A new company called Faira, founded by a guy who designed business models for eBay and Microsoft, wants to sell your home with less stress and fewer costs.
While they’re not promising to sell it in just three days, like some other companies, they are eliminating the standard 6% commission model and making the process more transparent.
However, they will still support sellers in ways real estate agents do by providing an MLS listing, syndication to listing sites such as Zillow and Redfin, professional photography, signage, open houses, and more.
Appraisal and Inspection Done First
In exchange, they ask for a $500 refundable deposit from the seller to ensure they’re serious about listing their home, seeing that Faira will be spending “thousands of dollars” on that inspection, appraisal, and title report.
Prospective buyers must also pony up a $500 refundable deposit if they wish to make an offer on a home listed on Faira, again, to ensure they’re serious and not just wasting everyone’s time.
Assuming their offer is accepted, they must pay 0.5% of the purchase price (non-refundable) within five business days to satisfy the Faira Platform fee, which is included in the price of the home.

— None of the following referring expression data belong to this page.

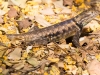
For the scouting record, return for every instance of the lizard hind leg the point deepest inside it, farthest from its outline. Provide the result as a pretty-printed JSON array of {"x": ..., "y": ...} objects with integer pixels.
[{"x": 75, "y": 39}]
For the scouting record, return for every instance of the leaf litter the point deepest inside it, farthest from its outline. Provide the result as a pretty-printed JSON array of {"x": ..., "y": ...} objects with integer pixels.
[{"x": 19, "y": 16}]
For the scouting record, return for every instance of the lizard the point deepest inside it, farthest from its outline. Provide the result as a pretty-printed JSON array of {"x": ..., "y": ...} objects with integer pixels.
[{"x": 65, "y": 29}]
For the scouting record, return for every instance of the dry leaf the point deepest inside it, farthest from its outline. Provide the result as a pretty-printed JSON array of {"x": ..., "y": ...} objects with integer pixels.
[
  {"x": 94, "y": 67},
  {"x": 47, "y": 11},
  {"x": 2, "y": 12},
  {"x": 16, "y": 54},
  {"x": 42, "y": 21},
  {"x": 24, "y": 23},
  {"x": 33, "y": 61},
  {"x": 20, "y": 3},
  {"x": 1, "y": 20},
  {"x": 67, "y": 2},
  {"x": 93, "y": 25},
  {"x": 12, "y": 13},
  {"x": 58, "y": 4},
  {"x": 19, "y": 65}
]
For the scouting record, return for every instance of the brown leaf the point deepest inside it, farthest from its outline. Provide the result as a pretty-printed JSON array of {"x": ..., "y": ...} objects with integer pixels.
[
  {"x": 24, "y": 23},
  {"x": 12, "y": 12},
  {"x": 67, "y": 2},
  {"x": 47, "y": 11},
  {"x": 16, "y": 54},
  {"x": 1, "y": 20},
  {"x": 94, "y": 67}
]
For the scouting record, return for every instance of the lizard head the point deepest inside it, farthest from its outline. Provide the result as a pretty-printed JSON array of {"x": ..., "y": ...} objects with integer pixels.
[{"x": 95, "y": 4}]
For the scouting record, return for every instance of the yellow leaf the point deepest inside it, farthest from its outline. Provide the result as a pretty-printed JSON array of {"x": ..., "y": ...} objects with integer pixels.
[
  {"x": 53, "y": 59},
  {"x": 45, "y": 73},
  {"x": 54, "y": 71}
]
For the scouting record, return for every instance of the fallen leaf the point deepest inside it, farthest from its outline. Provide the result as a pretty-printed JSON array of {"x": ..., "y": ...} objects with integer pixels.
[
  {"x": 16, "y": 54},
  {"x": 24, "y": 23},
  {"x": 53, "y": 59},
  {"x": 47, "y": 1},
  {"x": 33, "y": 61},
  {"x": 20, "y": 3},
  {"x": 54, "y": 71},
  {"x": 47, "y": 11},
  {"x": 2, "y": 12},
  {"x": 59, "y": 4},
  {"x": 1, "y": 20},
  {"x": 94, "y": 67},
  {"x": 42, "y": 21},
  {"x": 12, "y": 13},
  {"x": 19, "y": 65},
  {"x": 93, "y": 25},
  {"x": 67, "y": 2}
]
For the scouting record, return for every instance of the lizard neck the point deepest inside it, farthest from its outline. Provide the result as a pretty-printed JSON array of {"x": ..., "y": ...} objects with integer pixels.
[{"x": 85, "y": 17}]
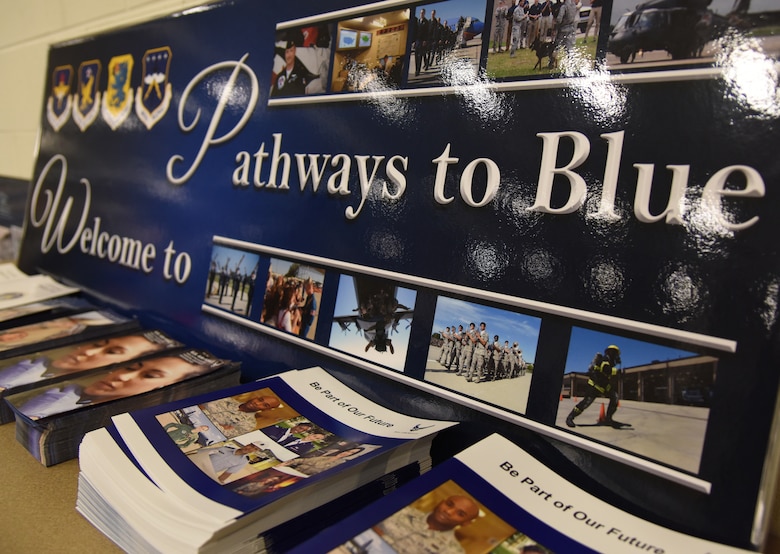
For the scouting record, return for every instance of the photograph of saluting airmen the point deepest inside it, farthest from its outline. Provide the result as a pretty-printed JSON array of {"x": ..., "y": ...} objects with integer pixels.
[
  {"x": 483, "y": 351},
  {"x": 447, "y": 519},
  {"x": 373, "y": 319},
  {"x": 644, "y": 397}
]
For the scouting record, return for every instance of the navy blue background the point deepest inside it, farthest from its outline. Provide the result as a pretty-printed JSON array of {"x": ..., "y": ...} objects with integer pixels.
[{"x": 700, "y": 123}]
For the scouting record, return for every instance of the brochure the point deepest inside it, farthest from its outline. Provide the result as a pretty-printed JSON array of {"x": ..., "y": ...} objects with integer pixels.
[
  {"x": 494, "y": 497},
  {"x": 34, "y": 288},
  {"x": 29, "y": 371},
  {"x": 49, "y": 333},
  {"x": 52, "y": 420},
  {"x": 255, "y": 457}
]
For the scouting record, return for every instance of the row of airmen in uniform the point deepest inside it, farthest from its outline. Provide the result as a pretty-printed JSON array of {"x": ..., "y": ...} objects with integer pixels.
[{"x": 469, "y": 353}]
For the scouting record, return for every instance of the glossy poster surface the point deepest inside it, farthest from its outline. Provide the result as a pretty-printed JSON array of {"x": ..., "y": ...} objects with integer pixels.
[{"x": 572, "y": 185}]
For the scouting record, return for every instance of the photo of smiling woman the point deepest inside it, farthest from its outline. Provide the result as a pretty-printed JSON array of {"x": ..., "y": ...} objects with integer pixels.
[
  {"x": 80, "y": 357},
  {"x": 124, "y": 381}
]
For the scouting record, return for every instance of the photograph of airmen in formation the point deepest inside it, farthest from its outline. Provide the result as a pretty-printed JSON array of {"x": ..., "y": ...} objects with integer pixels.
[
  {"x": 231, "y": 280},
  {"x": 446, "y": 519},
  {"x": 373, "y": 319},
  {"x": 482, "y": 351},
  {"x": 255, "y": 443},
  {"x": 446, "y": 42},
  {"x": 649, "y": 399},
  {"x": 292, "y": 297}
]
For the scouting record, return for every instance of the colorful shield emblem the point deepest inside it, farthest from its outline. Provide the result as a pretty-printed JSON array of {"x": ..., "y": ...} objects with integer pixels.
[
  {"x": 58, "y": 105},
  {"x": 118, "y": 96},
  {"x": 153, "y": 96},
  {"x": 86, "y": 101}
]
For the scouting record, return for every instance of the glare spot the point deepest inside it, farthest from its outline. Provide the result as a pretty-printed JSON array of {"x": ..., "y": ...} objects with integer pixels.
[
  {"x": 681, "y": 294},
  {"x": 475, "y": 89},
  {"x": 485, "y": 261},
  {"x": 752, "y": 76},
  {"x": 604, "y": 100},
  {"x": 541, "y": 267},
  {"x": 381, "y": 94},
  {"x": 386, "y": 245},
  {"x": 605, "y": 282}
]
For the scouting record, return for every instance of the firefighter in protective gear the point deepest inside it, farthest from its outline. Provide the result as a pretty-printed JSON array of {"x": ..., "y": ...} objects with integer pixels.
[{"x": 602, "y": 373}]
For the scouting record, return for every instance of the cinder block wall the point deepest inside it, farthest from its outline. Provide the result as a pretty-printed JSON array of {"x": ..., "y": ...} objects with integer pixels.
[{"x": 26, "y": 30}]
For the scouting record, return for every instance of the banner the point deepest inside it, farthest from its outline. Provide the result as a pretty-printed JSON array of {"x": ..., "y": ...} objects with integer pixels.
[{"x": 555, "y": 214}]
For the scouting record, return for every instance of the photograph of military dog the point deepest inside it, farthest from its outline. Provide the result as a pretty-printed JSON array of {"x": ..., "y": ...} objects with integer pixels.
[
  {"x": 531, "y": 38},
  {"x": 669, "y": 34},
  {"x": 483, "y": 351},
  {"x": 641, "y": 396}
]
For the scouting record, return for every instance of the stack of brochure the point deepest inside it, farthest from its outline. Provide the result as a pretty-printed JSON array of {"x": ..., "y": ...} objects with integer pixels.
[
  {"x": 52, "y": 418},
  {"x": 225, "y": 471},
  {"x": 48, "y": 366},
  {"x": 495, "y": 498}
]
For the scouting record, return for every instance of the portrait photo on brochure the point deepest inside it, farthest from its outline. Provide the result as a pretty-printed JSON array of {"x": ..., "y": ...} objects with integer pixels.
[{"x": 445, "y": 519}]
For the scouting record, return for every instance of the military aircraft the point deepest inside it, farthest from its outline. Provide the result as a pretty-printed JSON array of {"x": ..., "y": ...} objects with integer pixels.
[{"x": 377, "y": 314}]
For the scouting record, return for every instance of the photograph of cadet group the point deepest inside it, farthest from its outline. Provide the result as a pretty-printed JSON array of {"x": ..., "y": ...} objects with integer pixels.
[
  {"x": 531, "y": 37},
  {"x": 646, "y": 398},
  {"x": 483, "y": 351},
  {"x": 448, "y": 520},
  {"x": 292, "y": 297},
  {"x": 231, "y": 280},
  {"x": 256, "y": 444},
  {"x": 372, "y": 320}
]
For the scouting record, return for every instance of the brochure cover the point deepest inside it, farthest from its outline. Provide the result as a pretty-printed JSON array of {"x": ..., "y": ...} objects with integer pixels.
[
  {"x": 48, "y": 309},
  {"x": 52, "y": 419},
  {"x": 15, "y": 341},
  {"x": 241, "y": 461},
  {"x": 336, "y": 183},
  {"x": 35, "y": 370},
  {"x": 15, "y": 292},
  {"x": 496, "y": 498}
]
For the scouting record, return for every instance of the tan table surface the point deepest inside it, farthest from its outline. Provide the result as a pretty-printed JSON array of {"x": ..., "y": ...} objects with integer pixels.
[{"x": 39, "y": 505}]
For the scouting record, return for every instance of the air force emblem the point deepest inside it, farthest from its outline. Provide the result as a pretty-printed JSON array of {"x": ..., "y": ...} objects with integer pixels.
[
  {"x": 59, "y": 103},
  {"x": 153, "y": 96},
  {"x": 118, "y": 97},
  {"x": 86, "y": 101}
]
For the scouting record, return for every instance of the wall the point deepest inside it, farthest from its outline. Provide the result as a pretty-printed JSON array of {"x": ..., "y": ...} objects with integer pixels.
[{"x": 26, "y": 31}]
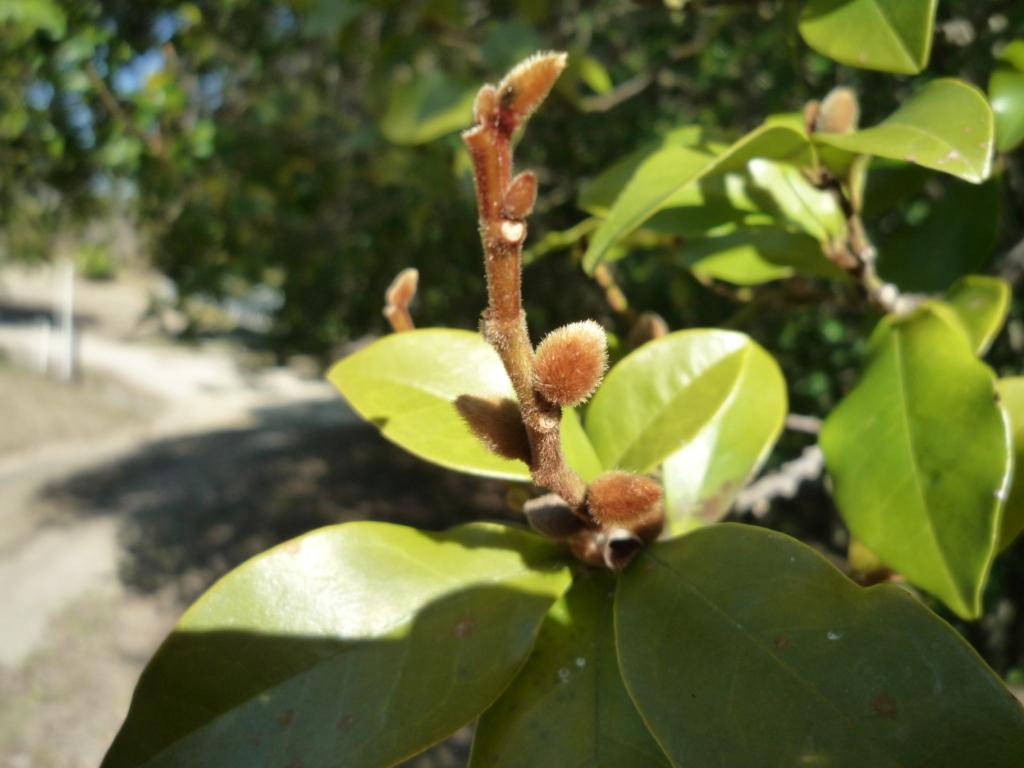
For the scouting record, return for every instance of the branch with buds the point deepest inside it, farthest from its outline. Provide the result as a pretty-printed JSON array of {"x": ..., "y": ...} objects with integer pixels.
[{"x": 608, "y": 521}]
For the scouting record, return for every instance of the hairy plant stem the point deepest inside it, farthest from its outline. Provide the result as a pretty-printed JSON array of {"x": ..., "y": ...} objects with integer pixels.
[{"x": 504, "y": 323}]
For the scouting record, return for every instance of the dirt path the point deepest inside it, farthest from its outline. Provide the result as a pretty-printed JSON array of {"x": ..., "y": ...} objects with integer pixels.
[{"x": 115, "y": 513}]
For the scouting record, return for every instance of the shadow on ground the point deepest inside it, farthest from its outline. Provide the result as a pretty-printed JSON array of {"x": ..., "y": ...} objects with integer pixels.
[{"x": 192, "y": 508}]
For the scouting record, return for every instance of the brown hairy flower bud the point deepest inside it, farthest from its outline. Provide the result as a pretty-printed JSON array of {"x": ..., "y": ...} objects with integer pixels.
[
  {"x": 551, "y": 516},
  {"x": 520, "y": 196},
  {"x": 840, "y": 112},
  {"x": 625, "y": 500},
  {"x": 648, "y": 326},
  {"x": 570, "y": 361},
  {"x": 397, "y": 297},
  {"x": 526, "y": 86},
  {"x": 497, "y": 423}
]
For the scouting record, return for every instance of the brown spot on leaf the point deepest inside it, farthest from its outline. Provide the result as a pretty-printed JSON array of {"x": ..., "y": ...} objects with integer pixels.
[
  {"x": 463, "y": 628},
  {"x": 885, "y": 706}
]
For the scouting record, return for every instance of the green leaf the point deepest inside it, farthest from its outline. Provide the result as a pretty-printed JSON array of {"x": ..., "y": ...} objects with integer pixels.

Faira decided to get an inspection and appraisal done before listing the home to determine the right sales price of the property and also eliminate the likelihood of a buyer asking for a price cut after their inspection finds something unfavorable.
The appraisal actually isn’t shared with the buyers. Instead, the seller can utilize it to set their listing price.
However, once a buyer makes an offer, there is a Faira Appraisal Guarantee that kicks in if the mortgage is denied due to a low appraisal.
How to Make Offers on Faira
When it comes to making an offer on Faira, the buyer can set a maximum price, which is kept confidential and not shared with other potential purchasers or the seller.
Additionally, the maximum purchase amount is only used if other sellers bid it up to that amount, and there is an escalation amount of $1,000.
This is similar to how eBay works, which the founder seems to be basing this new service on.
Let’s assume a home is listed on Faira for $500,000.
If one buyer sets a maximum price of $500,000 and another has a maximum price of $550,000, the sales price would actually only be $501,000.
Or if there’s only one offer with a maximum bid of $550,000 and the sales price is $500,000, the offer would drop to $500,000 (the list price) by default.
This saves the top bidder from spending too much on the property, but also means the seller is potentially shortchanged in the process.
So clearly there’s a bit of risk on both sides of the negotiating table, though that advance appraisal is meant to save the seller from listing too low I suppose.
Faira Wants to Sell Zillow CEO’s Home
For the record, Faira still appears to be in beta mode – they are “only accepting a few homes at a time,” while they fine-tune the process. However, you can still apply. I only saw a handful when I visited the site.
Interestingly, they actually offered to sell Zillow CEO Spencer Rascoff’s Seattle area investment property.
As a marketing gimmick, Faira CEO Kamal Jain wrote an open letter to Rascoff, claiming his company would be able to sell the home for less commission and without additional price cuts.
The property, which has been languishing on the market since early July, has seen its listing price slashed twice, from $1,295,000 originally to $1,199,000 today.
Kamal is guaranteeing the $1,199,000 sales price if he lists it on Faira or the next $50,000 price cut will be on them.
Of course, it’s all a bunch of nonsense because there’s no way Rascoff would ever list his home on a competing service.
Faira Offer Assist
Recently, the company launched “Faira Offer Assist” to those who find a home without the help of a buyer’s agent.
Faira will give these home buyers the full agent commission (typically 3%) at closing that would otherwise go to the agent representing the buyer.
So on a $300,000 home purchase we’re talking $9,000 potentially. However, there is a 0.5% fee for participation in this program, so my assumption is you actually only receive 2.5% back at best.
Faira also seems to want to make offers without inspection contingencies, which seems a bit odd to me (and potentially risky), and also mentions the idea of waiving financing contingencies.
Generally, waiving contingencies isn’t smart unless you’re a very savvy buyer who knows exactly what you’re getting into.
But getting the real estate agent’s commission sure sounds nice.